Following the lead of their Japanese counterparts, the U.S. has only recently begun to adapt the Taguchi Method to US manufacturing methods. In true American the Taguchi method is used under the guise of Total Quality Control. With its basis in the "competitive manufacturing crisis of the 1970s and 1980s" between the US and Japan the US is enveloped in the "modern quality movement" . Turning from their "Company knows what's best for the customer" attitude GM, Ford, Chrysler, and American Motors have led the current manufacturing revolution. Manufacturers are scrapping the hierarchical approach to management in exchange for a closely networked team of laborers, managers, engineers, and sales staff. This highly versatile, interlaced working community is more adept at focusing on high quality with low cost. These two components are essential if the U.S. is going to continue to win the market shares of cameras, televisions, automobiles, computers, and microelectronics.

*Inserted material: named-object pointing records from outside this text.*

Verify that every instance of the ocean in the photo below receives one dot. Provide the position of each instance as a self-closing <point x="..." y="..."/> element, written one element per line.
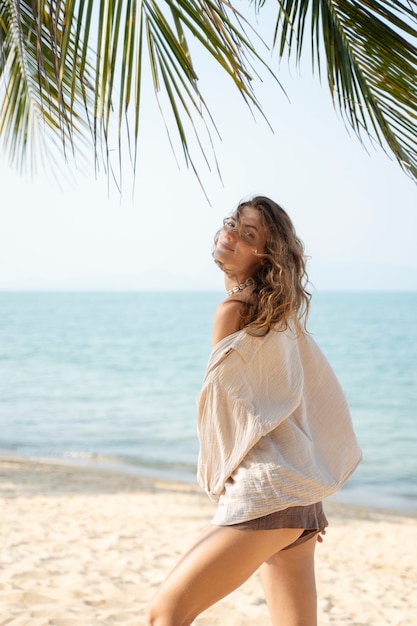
<point x="112" y="379"/>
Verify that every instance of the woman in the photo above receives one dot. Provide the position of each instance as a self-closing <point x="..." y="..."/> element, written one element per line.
<point x="275" y="432"/>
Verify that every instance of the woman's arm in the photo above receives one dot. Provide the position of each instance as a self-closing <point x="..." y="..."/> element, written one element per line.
<point x="226" y="320"/>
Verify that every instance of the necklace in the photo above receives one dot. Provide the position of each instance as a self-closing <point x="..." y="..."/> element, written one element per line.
<point x="240" y="287"/>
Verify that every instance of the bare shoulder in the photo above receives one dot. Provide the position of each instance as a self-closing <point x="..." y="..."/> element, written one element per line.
<point x="226" y="319"/>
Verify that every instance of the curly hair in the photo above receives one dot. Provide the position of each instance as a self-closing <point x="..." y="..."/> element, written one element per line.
<point x="280" y="292"/>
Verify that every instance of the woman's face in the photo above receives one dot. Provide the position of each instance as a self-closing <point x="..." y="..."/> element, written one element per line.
<point x="238" y="255"/>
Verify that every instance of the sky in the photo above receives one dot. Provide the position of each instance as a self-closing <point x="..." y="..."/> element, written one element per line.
<point x="356" y="211"/>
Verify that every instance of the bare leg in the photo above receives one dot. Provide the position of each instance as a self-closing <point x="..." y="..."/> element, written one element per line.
<point x="219" y="562"/>
<point x="288" y="579"/>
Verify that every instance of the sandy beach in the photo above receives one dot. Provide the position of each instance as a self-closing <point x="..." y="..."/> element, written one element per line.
<point x="88" y="546"/>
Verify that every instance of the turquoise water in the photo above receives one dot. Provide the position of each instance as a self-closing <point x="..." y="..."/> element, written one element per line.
<point x="113" y="378"/>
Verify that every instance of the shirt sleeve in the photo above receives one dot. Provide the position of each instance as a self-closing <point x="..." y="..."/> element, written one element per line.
<point x="242" y="401"/>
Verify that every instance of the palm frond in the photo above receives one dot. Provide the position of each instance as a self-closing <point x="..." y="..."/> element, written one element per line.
<point x="368" y="49"/>
<point x="65" y="40"/>
<point x="35" y="106"/>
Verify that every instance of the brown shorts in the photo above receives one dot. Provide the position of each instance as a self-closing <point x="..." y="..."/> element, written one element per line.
<point x="311" y="518"/>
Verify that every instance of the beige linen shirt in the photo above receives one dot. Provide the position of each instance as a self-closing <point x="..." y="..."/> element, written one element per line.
<point x="274" y="426"/>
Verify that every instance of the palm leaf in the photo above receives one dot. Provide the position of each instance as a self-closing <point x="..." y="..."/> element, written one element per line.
<point x="368" y="49"/>
<point x="70" y="37"/>
<point x="32" y="96"/>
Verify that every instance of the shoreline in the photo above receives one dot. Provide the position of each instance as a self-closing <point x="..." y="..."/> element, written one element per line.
<point x="88" y="546"/>
<point x="351" y="498"/>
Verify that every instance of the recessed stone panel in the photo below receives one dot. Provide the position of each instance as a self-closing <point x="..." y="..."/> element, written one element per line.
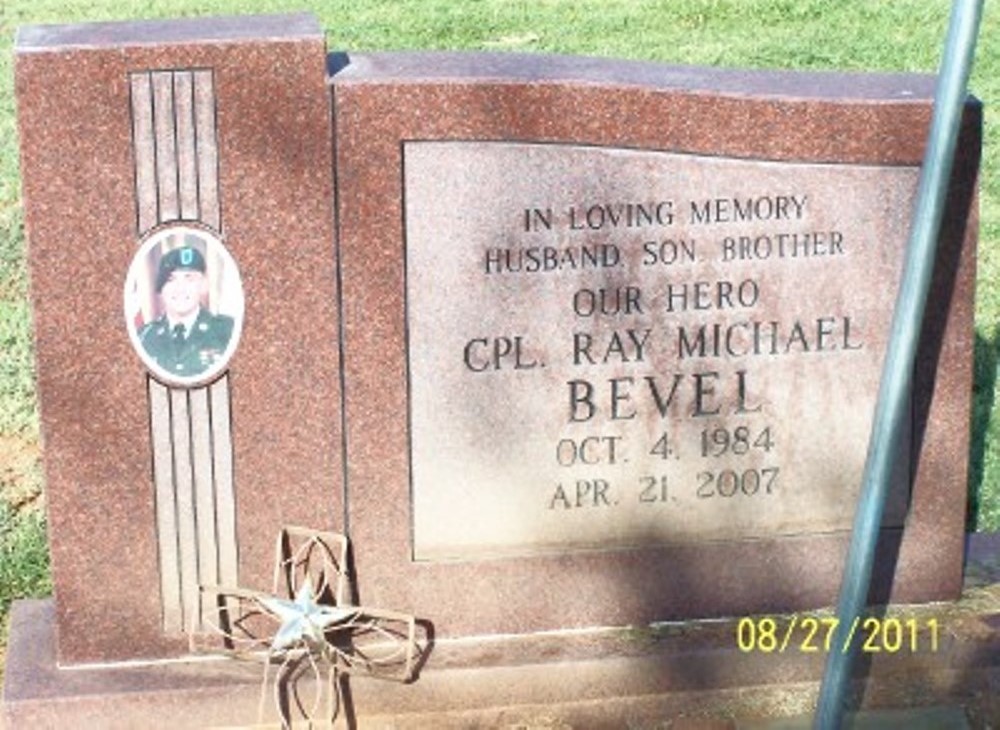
<point x="612" y="347"/>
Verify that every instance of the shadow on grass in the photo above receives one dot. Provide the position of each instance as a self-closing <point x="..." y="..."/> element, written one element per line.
<point x="987" y="357"/>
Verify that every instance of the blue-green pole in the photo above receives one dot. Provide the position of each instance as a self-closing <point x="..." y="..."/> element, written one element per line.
<point x="894" y="389"/>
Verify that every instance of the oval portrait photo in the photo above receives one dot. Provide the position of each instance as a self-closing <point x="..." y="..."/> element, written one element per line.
<point x="184" y="305"/>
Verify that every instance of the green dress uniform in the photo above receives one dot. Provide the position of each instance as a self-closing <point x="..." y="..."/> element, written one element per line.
<point x="187" y="354"/>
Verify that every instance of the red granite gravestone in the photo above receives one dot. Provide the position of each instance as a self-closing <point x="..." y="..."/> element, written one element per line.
<point x="180" y="131"/>
<point x="582" y="344"/>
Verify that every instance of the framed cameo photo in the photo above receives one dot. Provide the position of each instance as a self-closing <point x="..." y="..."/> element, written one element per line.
<point x="184" y="305"/>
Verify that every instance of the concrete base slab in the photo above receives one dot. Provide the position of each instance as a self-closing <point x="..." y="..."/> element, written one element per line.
<point x="690" y="675"/>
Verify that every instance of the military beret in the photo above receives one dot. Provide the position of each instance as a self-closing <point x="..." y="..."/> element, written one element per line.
<point x="187" y="257"/>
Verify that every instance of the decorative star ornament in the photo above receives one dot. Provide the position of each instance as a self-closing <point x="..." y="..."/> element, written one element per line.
<point x="303" y="620"/>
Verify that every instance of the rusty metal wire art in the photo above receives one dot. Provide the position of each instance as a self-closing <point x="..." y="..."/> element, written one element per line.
<point x="309" y="629"/>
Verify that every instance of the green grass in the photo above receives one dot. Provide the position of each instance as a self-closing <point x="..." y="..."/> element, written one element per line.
<point x="899" y="35"/>
<point x="24" y="558"/>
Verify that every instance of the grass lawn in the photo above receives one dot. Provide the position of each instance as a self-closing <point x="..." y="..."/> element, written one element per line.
<point x="897" y="35"/>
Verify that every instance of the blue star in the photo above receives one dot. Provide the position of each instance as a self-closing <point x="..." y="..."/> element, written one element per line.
<point x="303" y="620"/>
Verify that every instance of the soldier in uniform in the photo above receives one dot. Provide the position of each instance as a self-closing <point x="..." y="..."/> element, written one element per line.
<point x="187" y="339"/>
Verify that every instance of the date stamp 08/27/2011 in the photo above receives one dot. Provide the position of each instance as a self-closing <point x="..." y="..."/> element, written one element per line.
<point x="814" y="634"/>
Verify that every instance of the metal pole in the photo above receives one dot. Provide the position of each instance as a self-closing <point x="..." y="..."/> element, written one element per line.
<point x="891" y="408"/>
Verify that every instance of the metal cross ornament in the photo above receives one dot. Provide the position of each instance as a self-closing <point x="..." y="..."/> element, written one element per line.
<point x="309" y="627"/>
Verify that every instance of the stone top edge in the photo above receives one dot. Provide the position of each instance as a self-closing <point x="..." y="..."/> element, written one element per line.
<point x="218" y="29"/>
<point x="461" y="66"/>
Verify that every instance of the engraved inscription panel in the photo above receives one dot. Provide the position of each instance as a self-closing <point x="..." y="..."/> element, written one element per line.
<point x="611" y="347"/>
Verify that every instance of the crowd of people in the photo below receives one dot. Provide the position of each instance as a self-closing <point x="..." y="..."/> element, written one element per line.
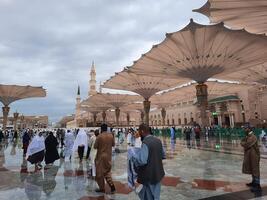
<point x="145" y="152"/>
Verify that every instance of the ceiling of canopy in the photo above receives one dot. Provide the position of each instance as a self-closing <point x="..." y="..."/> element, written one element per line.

The application of the Taguchi method to the automobile industry has brought about a dramatic change. The prior mind state was blatant disregard for design defects until the final product was developed. In fact, most engineering teams worked independent of the other without any cross talk occurring until attempts to put the final design together were dismally unsuccessful. Only then would engineers and designers collaborate together in a less than whole hearted fashion to identify, research, and correct design flaws. Despite the many times with this scenario was repeated again and again, US manufacturers continued to attempt to fit the final product into the design specifications. Following the new thinking in quality control, manufactures are now learning to "focus on designing with minimum loss, with the product being designed as close to optimum as is feasibly possible". The use of new philosophy, technology, and advanced statistical tools must be employed to design high quality products at low cost. Robust design, as this method is called, is a systemic and efficient approach for finding near optimum combinations of design parameters. Adherence to this principle ensures that the "financial loss to society" is kept to a minimum. What significance does this have? Try to recall what the US was like twenty or thirty years ago. How many recycling bins did you put out for the garbage collector. How often did you see air quality reports in the newspaper, or hear about companies being fined for emitting pollutants. If you owned a car twenty years ago, how often did you take it in to have smog check? Did you use recycled paper back then? The point is that "a poorly designed product begins to impart losses to society from the very start of the production stage". Waste water contamination, industrial noise, smog, acid rain, are all pollutants which result from a poor quality product. As US manufacturers begin to understand this first part of the Tacguchi method we begin to see more and more concern for the environment. Thus the government has passed smog certification laws and strict controls on the pollutants which may be emitted from factories. As a society we are recycling more and more.